Virtual Reality Based Interventions for Promoting Social Participation and Recover: A qualitative study of how professional health service providers perceive barriers to social participation among people in recovery from mental health and substance use disorders
ABSTRACT
Background:
People with mental health and substance use disorders (MHD/SUD) are a highly vulnerable group, particularly affected by social exclusion, marginalization and disconnectedness. Virtual reality technology holds an extraordinary potential for simulating social environments and interactions to mitigate social barriers and marginalization for people in recovery from mental health and substance use disorders. However, it is still unclear how we can harness the greater ecological validity of virtual reality based interventions (VRIs) targeting social and functional impairments in individuals with concurrent mental health and substance use disorders. The aim of this study was to explore barriers to social participation among adults in recovery from MHD/SUD as perceived by community based health care service providers.
Objective:
The aim of this paper is to explore how service providers in community based MHD/SUD health care (CBHC) services perceive barriers to social participation among adults in recovery from MHD/SUD, in order to provide a broader understanding of how we can model learning experiences for promoting social participation in virtual reality environments.
Methods:
Two semi-structured, open ended, dual-moderator focus groups were conducted with participants representing different CBHC services.
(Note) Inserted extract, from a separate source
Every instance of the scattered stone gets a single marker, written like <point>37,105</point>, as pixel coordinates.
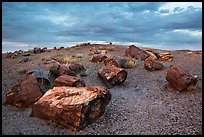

Service providers were recruited from their MHD/SUD services in our collaborating municipality in Eastern Norway. One group of participants was recruited at a municipal MHD/SUD assisted living facility for service users with ongoing excessive substance use and severe social dysfunctionality. We recruited the second participant group at a community based follow-up care service aimed at clients with a broad range of MHD/SUD and various levels of social functioning. The qualitative data extracted in the interviews were analyzed using reflexive thematic analysis
Results:
The analysis of the service providers’ perceptions of barriers to social participation among MHD/SUD clients revealed five main themes: Challenging or lacking social connections, impaired cognitive functions, negative self-perception, impaired personal functioning, and social marginalization. The barriers identified are interrelated in a cluster of cognitive, socio-emotional and functional impairments leading to a severe and diverse complex of barriers to social participation.
Conclusions:
The findings in this study indicate a need to address cognitive functioning, socio-emotional learning, instrumental skills, and complex social functions to meet the complexity and diversity of the identified barriers to social functioning in our target group. The operationalization of successively complex levels of human and social functioning in this study enables the derivation of specific learning goals and learning taxonomies to enhance specific functional capabilities. This allows us to tie our learning objects to distinct learning taxonomies and apply didactical approaches in designing, structuring, and sequencing VRIs to promote social participation. Clinical Trial: The overall study is registered at clinicaltrails.gov (ref. NCT05653167).